O que a este incidente se seguiu (triste ocorrência que não quisemos, aliás, averiguar) foi, segundo o boato espalhado, que o desventurado, posto num carro atravancado e onde foi aumentar o incômodo de outros feridos e moribundos, desvairados pelo ódio e sede de vingança, acabou estrangulado. Certo é que poucas horas mais tarde, durante a marcha, foi lançado morto à estrada. Enterramos todos os nossos cadáveres em covas que mandamos abrir pelos índios. Quanto aos paraguaios, deixamos tal encargo aos seus compatriotas. Bem sabíamos haveriam de voltar logo àquele local, após a nossa partida. Com os seus sentimentos de homem profundamente religioso, teve o coronel real desgosto deste abandono. Era, porém, o número dos cadáveres muito avultado, ia o dia alto e o calor tornava-se acabrunhador. Assim recomeçamos a marcha.
Tal foi o combate de 11 de maio, o mais importante da Retirada.[2] Já o de 6 mostrara aos paraguaios o que valia a nossa gente; veio este confirmar o efeito em seu animo; e tal impressão se traduziu pela hesitação e a moleza que, daí em diante, mais do que nunca, lhes caracterizou os cometimentos. Ficou-nos, além de tudo, patente que, além da prática da guerra, faltava-lhes a inspiração tática, a que sabe apreciar os fatos, no momento em que se produzem e adivinhar os obstáculos para os vencer. O seu ataque de infantaria tivera como fim levar a confusão à nossa vanguarda, de modo a entregá-la, no primeiro movimento de surpresa, à mercê da cavalaria. Baldado este plano, deveriam ter compreendido que a única probabilidade de triunfo restante residia nas cargas de cavalaria, cada vez mais impetuosas, e sustentadas por sucessivos reforços.
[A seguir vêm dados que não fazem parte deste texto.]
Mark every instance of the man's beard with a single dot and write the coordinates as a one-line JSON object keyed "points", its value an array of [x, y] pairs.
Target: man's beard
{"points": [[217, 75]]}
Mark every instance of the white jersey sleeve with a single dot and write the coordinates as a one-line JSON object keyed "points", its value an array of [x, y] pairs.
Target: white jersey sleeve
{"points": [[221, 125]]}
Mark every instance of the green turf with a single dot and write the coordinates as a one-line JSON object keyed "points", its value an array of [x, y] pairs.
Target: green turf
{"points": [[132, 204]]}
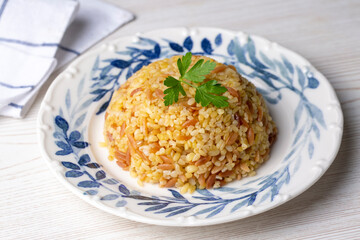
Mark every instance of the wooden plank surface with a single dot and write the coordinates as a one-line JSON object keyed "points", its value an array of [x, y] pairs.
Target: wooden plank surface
{"points": [[34, 205]]}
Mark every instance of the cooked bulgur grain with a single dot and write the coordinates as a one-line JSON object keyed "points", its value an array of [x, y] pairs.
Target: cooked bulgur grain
{"points": [[185, 145]]}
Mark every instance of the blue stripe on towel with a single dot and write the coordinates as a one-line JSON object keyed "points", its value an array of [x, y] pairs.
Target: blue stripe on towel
{"points": [[30, 44], [14, 105], [15, 87], [3, 7]]}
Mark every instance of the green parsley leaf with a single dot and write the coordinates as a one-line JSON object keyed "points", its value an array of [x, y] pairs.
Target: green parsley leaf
{"points": [[184, 63], [199, 70], [214, 87], [205, 94], [172, 93]]}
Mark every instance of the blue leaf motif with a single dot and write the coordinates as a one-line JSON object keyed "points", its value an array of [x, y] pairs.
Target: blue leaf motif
{"points": [[57, 135], [217, 211], [91, 192], [252, 54], [206, 46], [149, 203], [88, 184], [119, 63], [111, 181], [139, 197], [80, 144], [298, 135], [176, 47], [176, 194], [188, 43], [265, 197], [179, 211], [157, 207], [268, 183], [138, 67], [239, 52], [288, 65], [316, 130], [157, 50], [311, 150], [79, 120], [86, 104], [301, 77], [92, 165], [62, 123], [105, 71], [70, 165], [64, 152], [100, 175], [313, 82], [239, 205], [252, 198], [74, 136], [73, 174], [298, 112], [218, 40], [171, 209], [316, 113], [109, 197], [104, 106], [124, 190], [267, 61], [230, 48], [121, 203], [64, 146], [206, 210], [84, 159], [274, 191], [68, 99], [206, 198]]}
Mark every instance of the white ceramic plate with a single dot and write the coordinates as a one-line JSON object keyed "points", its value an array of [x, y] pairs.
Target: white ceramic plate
{"points": [[301, 100]]}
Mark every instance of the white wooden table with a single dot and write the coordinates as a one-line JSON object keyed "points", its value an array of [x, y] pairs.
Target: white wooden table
{"points": [[34, 205]]}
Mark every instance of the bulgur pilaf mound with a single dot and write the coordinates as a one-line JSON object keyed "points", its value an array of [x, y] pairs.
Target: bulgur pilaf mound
{"points": [[185, 145]]}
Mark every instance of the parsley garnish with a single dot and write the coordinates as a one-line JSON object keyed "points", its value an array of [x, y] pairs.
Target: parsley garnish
{"points": [[205, 93]]}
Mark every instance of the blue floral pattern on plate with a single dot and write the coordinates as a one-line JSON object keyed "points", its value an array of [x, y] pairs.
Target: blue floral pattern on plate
{"points": [[276, 74]]}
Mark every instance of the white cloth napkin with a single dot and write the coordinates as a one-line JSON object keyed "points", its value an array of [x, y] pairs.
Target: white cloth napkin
{"points": [[38, 34]]}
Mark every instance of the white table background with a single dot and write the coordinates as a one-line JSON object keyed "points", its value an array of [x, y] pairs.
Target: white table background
{"points": [[34, 205]]}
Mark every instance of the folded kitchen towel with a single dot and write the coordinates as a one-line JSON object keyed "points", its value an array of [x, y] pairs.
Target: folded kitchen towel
{"points": [[39, 35]]}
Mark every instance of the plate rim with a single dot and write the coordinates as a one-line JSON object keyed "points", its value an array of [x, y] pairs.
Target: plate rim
{"points": [[128, 214]]}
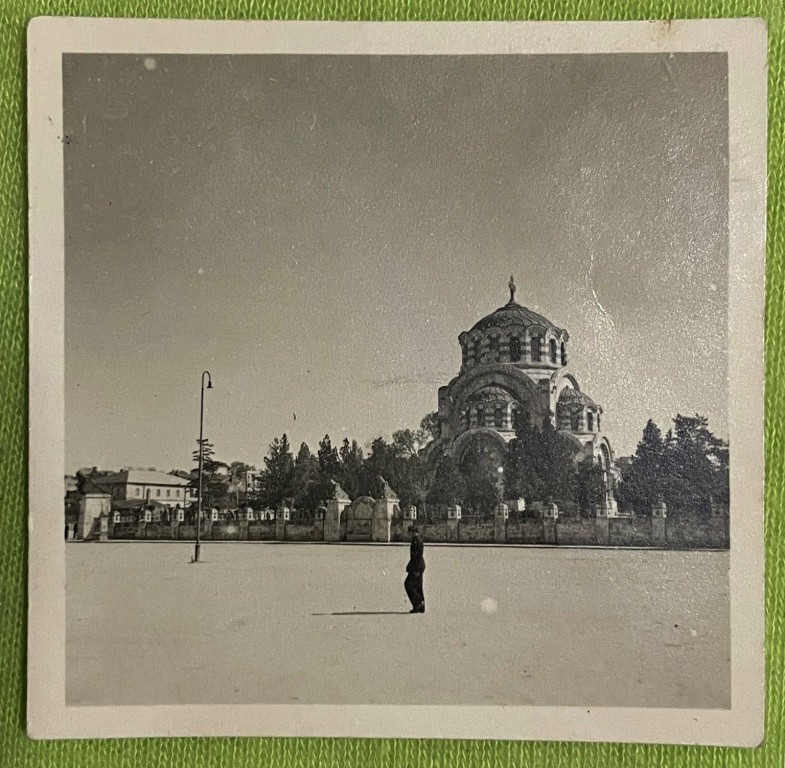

Um pouco mais de hábito da guerra lhes teria dado a conhecer, aliás, quanto era a nossa disposição geral excelente e que, para a derrocar se tornava preciso combinar o emprego da artilharia, de que dispunham, com a ação da cavalaria. Sob este reforço simultâneo ter-nos-ia sido impossível, a princípio, defender as nossas bagagens e as munições que as acompanhavam; e depois os nossos quadrados, que às balas ofereciam dilatado alvo. E, então, as nossas fileiras, clareadas e combalidas pelo próprio fato de seu desenvolvimento, não teriam resistido à sua cavalaria, poderosa como era, com os pesados sabres de que dispunha.
Seja como for, vencêramos e ainda com este resultado excelente: crescera o coronel Camisão no conceito dos soldados pelo sangue-frio de que dera mostras.
Mas, infelizmente, não bastava isto: perdêramos o gado. Que seria de nós sem víveres? Mandou o comandante chamar vários oficiais, uns após outros e, depois, longamente conferenciou com o velho Lopes, que, intrépido e até terrível, pode-se dizê-lo, em combate apenas travado, mostrava-se nas deliberações, mais do que ninguém, o homem dos bons conselhos e inspirados expedientes. E só deste lado havia agora salvação a esperar.
Notas
editar- ↑ Perderam os paraguaios cento e oitenta e quatro homens, número inscrito numa grande cruz que, por ordem do major Urbieta, ali se fincou.
- ↑ Houve mais de 230 mortos. Travara-se a luta entre duas colunas cujo total, quando muito, atingia 3.000 homens. A esta refrega deram os paraguaios o nome do combate de Nhandipá.